The rosiness of their pictures is materialistic, to the exclusion of a look at whether America is any closer to having a handle on what makes life worth living.
Oh, hard-core nat-pops talk a great deal about “heritage,” by which they mean keeping the country’s northern European stock as pure as possible. It’s still about making daily life “suitable,” with no consideration of why pure ethnic stocks are good, or even actually amount to a diddly.
The roar of the sum total of the moment’s screaming matches is deafening, but there’s precious little of actual consequence in it.
Our civic institutions and traditions are no less in shambles for the stock market being robust or the border secure. 40 percent of post-Americans don’t even read one book per year. Young people aren’t hanging out in person together. The number of post-Americans, across all generations, identifying as religious “nones” has been steadily rising for years. Eliminating DEI and reining in the EPA haven’t ameliorated these developments.
Trumpists and progressives want to stomp each other into the dust, but the question remains, what then? Is the world at that point more amenable to human flourishing? Will we have restored a high regard for reverence, awe and humility? Or do we, at that point, conclude that such quaint notions no longer serve us?
The nones seem to have settled on a view of the good life that has little need for the eternal:
One significant pull factor is the intellectual and personal freedom and autonomy that comes with leaving religion. Many people who leave religious institutions express a sense of relief at being freed from the dogmatic obligations that once governed their lives. For example, instead of spending time attending religious services or adhering to strict and arbitrary moral codes, they find themselves with more time and freedom to engage in activities that they find personally fulfilling, such as spending time with family, pursuing hobbies, or focusing on their careers and other obligations. Many religious exiters connect this freedom to morality and the notion of authenticity; they can “be good” and better connect with their authentic selves having left religion.

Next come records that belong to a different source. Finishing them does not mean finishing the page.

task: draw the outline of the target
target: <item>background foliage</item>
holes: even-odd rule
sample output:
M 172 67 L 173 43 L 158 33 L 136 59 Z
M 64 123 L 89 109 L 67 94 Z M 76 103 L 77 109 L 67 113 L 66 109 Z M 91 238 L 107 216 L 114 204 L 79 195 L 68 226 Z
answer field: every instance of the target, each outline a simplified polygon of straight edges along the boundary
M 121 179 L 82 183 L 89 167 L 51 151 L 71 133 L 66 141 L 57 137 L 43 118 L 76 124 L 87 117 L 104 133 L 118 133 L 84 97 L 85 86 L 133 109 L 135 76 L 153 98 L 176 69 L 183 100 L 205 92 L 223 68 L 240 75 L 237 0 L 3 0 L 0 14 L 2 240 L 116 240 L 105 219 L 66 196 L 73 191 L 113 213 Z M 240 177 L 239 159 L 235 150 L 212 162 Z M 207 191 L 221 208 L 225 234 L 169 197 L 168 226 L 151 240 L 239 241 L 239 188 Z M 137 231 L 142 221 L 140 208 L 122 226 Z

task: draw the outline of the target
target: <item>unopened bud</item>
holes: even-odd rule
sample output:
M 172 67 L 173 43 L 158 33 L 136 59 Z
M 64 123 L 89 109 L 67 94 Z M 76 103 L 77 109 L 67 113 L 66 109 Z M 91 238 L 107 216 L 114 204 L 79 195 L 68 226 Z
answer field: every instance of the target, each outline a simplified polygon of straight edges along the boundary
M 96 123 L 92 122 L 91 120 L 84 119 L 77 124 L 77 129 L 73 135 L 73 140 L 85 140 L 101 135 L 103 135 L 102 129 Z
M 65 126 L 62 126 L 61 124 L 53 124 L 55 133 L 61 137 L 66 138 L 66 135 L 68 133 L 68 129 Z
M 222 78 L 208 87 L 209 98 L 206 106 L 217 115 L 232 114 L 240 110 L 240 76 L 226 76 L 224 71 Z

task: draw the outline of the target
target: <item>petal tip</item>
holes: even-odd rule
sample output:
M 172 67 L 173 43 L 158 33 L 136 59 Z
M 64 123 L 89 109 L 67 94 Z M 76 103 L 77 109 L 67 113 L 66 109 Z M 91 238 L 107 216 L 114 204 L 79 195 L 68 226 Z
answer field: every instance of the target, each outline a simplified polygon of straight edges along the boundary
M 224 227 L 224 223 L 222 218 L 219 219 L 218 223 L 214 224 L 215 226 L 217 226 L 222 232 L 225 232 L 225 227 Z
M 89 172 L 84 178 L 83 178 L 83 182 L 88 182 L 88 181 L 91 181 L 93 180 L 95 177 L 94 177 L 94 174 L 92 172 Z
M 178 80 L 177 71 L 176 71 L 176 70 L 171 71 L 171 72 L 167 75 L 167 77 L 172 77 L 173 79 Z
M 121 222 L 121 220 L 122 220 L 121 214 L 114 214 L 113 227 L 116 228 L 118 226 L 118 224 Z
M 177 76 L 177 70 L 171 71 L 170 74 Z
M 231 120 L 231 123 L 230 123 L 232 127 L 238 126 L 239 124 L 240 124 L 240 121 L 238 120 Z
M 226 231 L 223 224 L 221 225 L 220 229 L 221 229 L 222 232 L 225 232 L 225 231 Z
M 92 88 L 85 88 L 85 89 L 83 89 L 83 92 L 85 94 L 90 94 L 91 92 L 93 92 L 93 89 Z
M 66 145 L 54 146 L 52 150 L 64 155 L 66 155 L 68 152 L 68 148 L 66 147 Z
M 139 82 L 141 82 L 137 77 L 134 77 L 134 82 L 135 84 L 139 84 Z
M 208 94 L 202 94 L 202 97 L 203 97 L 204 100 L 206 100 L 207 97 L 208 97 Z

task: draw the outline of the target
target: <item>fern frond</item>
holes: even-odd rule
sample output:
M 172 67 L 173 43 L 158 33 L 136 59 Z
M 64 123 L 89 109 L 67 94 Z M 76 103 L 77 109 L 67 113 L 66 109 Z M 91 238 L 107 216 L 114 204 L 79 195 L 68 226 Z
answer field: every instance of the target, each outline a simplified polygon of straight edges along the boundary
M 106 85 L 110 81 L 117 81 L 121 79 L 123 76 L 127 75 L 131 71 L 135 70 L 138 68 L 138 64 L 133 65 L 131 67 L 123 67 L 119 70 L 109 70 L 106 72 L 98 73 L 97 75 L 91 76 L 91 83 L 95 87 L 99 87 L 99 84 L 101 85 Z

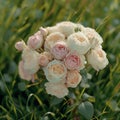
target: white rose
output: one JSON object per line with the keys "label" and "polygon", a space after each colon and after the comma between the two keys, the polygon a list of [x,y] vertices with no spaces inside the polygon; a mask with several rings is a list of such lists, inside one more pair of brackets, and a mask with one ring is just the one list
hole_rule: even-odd
{"label": "white rose", "polygon": [[59,32],[58,26],[47,27],[46,30],[48,31],[48,34]]}
{"label": "white rose", "polygon": [[86,57],[88,63],[97,71],[102,70],[108,65],[106,53],[100,47],[90,50]]}
{"label": "white rose", "polygon": [[66,37],[75,32],[76,24],[70,21],[60,22],[56,25],[59,32],[63,33]]}
{"label": "white rose", "polygon": [[44,49],[45,51],[50,51],[52,46],[58,41],[64,41],[65,36],[60,32],[54,32],[47,36]]}
{"label": "white rose", "polygon": [[91,48],[94,48],[94,47],[102,44],[102,42],[103,42],[102,37],[92,28],[83,27],[82,33],[84,33],[85,36],[89,39]]}
{"label": "white rose", "polygon": [[86,54],[91,47],[88,38],[82,32],[71,34],[67,44],[71,51],[76,51],[78,54]]}
{"label": "white rose", "polygon": [[43,68],[45,76],[49,82],[59,82],[65,79],[67,69],[63,62],[59,60],[53,60]]}
{"label": "white rose", "polygon": [[34,74],[39,70],[39,53],[30,48],[24,49],[22,53],[22,59],[24,61],[24,69],[29,74]]}
{"label": "white rose", "polygon": [[58,98],[68,95],[68,89],[63,83],[47,82],[45,83],[45,87],[48,94],[54,95]]}

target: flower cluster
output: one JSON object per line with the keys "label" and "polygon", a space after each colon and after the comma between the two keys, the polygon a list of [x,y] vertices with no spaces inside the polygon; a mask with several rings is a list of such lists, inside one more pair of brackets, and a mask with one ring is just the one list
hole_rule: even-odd
{"label": "flower cluster", "polygon": [[69,87],[75,88],[81,82],[80,70],[86,64],[97,71],[106,67],[108,59],[102,42],[94,29],[69,21],[41,27],[28,38],[27,44],[24,41],[15,44],[15,48],[22,51],[19,75],[34,82],[42,69],[47,79],[47,93],[62,98],[68,94]]}

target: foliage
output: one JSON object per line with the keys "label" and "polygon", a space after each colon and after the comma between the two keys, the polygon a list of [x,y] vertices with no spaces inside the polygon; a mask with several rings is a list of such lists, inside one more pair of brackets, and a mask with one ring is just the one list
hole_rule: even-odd
{"label": "foliage", "polygon": [[[1,0],[0,1],[0,119],[1,120],[119,120],[120,119],[120,2],[118,0]],[[45,77],[21,80],[16,41],[39,29],[70,20],[95,28],[103,37],[109,65],[99,73],[89,68],[83,83],[64,99],[46,94]],[[88,94],[86,94],[88,93]],[[94,96],[94,97],[93,97]],[[94,111],[93,111],[94,106]],[[90,109],[90,112],[89,112]]]}

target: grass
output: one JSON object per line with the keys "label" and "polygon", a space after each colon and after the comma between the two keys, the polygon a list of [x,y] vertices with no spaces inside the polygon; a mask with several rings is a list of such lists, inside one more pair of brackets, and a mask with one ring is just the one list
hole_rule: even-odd
{"label": "grass", "polygon": [[[0,120],[85,120],[78,103],[84,93],[94,105],[91,120],[120,119],[120,2],[118,0],[1,0],[0,1]],[[89,88],[70,89],[57,99],[46,94],[45,77],[35,83],[21,80],[17,65],[21,56],[16,41],[35,33],[40,26],[70,20],[96,29],[104,39],[109,65],[93,69]]]}

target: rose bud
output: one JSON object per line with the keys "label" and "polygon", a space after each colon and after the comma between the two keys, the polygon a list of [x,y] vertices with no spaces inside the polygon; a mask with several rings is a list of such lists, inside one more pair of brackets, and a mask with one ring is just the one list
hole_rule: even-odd
{"label": "rose bud", "polygon": [[102,44],[102,37],[92,28],[83,28],[82,33],[88,38],[91,44],[91,48],[95,48],[96,46]]}
{"label": "rose bud", "polygon": [[19,42],[16,42],[15,48],[19,51],[23,51],[26,48],[26,44],[23,40],[19,41]]}
{"label": "rose bud", "polygon": [[62,60],[68,52],[69,50],[67,44],[64,41],[56,42],[51,49],[51,53],[53,54],[54,58],[59,60]]}
{"label": "rose bud", "polygon": [[44,37],[47,36],[47,34],[48,34],[48,30],[43,27],[40,27],[40,32]]}
{"label": "rose bud", "polygon": [[88,52],[87,61],[97,71],[102,70],[108,65],[106,53],[100,47],[96,47]]}
{"label": "rose bud", "polygon": [[42,47],[44,42],[43,35],[40,31],[29,37],[27,45],[32,49],[39,49]]}
{"label": "rose bud", "polygon": [[67,44],[71,51],[76,51],[78,54],[86,54],[91,47],[88,38],[82,32],[71,34]]}
{"label": "rose bud", "polygon": [[58,41],[64,41],[65,36],[60,32],[54,32],[47,36],[44,49],[45,51],[51,51],[52,46]]}
{"label": "rose bud", "polygon": [[45,83],[45,89],[48,94],[54,95],[58,98],[68,95],[68,89],[63,83],[47,82]]}
{"label": "rose bud", "polygon": [[69,70],[81,70],[85,67],[85,57],[76,53],[68,53],[64,63]]}
{"label": "rose bud", "polygon": [[39,65],[40,66],[47,66],[47,64],[49,63],[49,58],[48,56],[43,52],[39,55]]}
{"label": "rose bud", "polygon": [[77,70],[67,72],[66,85],[67,87],[75,88],[80,83],[82,76]]}
{"label": "rose bud", "polygon": [[63,62],[58,60],[53,60],[48,63],[46,67],[43,68],[45,76],[49,82],[59,82],[65,79],[67,74],[67,69]]}
{"label": "rose bud", "polygon": [[44,51],[43,54],[47,56],[48,60],[51,61],[53,59],[53,55],[50,52]]}

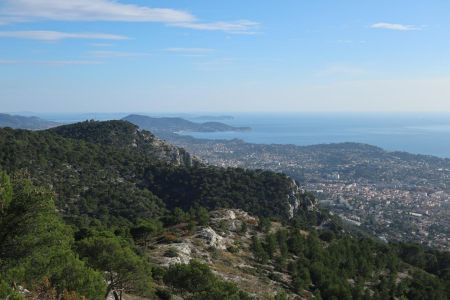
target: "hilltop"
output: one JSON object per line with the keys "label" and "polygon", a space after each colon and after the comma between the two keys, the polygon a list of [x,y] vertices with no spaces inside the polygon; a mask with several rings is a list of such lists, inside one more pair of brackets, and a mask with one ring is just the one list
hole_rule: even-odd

“Personally fulfilling.” This is a tacit acknowledgment that the personal autonomy to define meaning as one sees fit is the apex of human satisfaction.
And now again the question arises of how to reacquaint the species en masse with the persistent inkling in the soul that all the striving after wind is not the end product of a life, that there are considerations beyond.
So I can’t get too worked up about a SOTU from a Republican or a Democrat. They both offer stunted visions.
I realize that the question of what an individual can do looms. I don’t have a hard and fast answer. (I hope you weren’t reading to the end hoping to find one.)
But what else, really, is worth occupying one’s thoughts with?


My younger sister is one of the nones. I asked her recently and she said she actually isn’t an atheist. She believes in a god (I’m not capitalizing because I’m not sure how she would define that). Just not in Christianity. And it’s exactly as you lay out. She feels that being tied to a set of beliefs fixed to a church is too confining and although she thinks there’s a transcendent reality, she wants to believe what she wants to believe.
To be honest this gave me some hope. I have some questions which if she considers them logically I think will point her in the direction of eventually accepting a major faith, even if I doubt she will ever agree to every tenet of the faith. Even as kids she was more loose with her beliefs in the stories of Jesus than I was.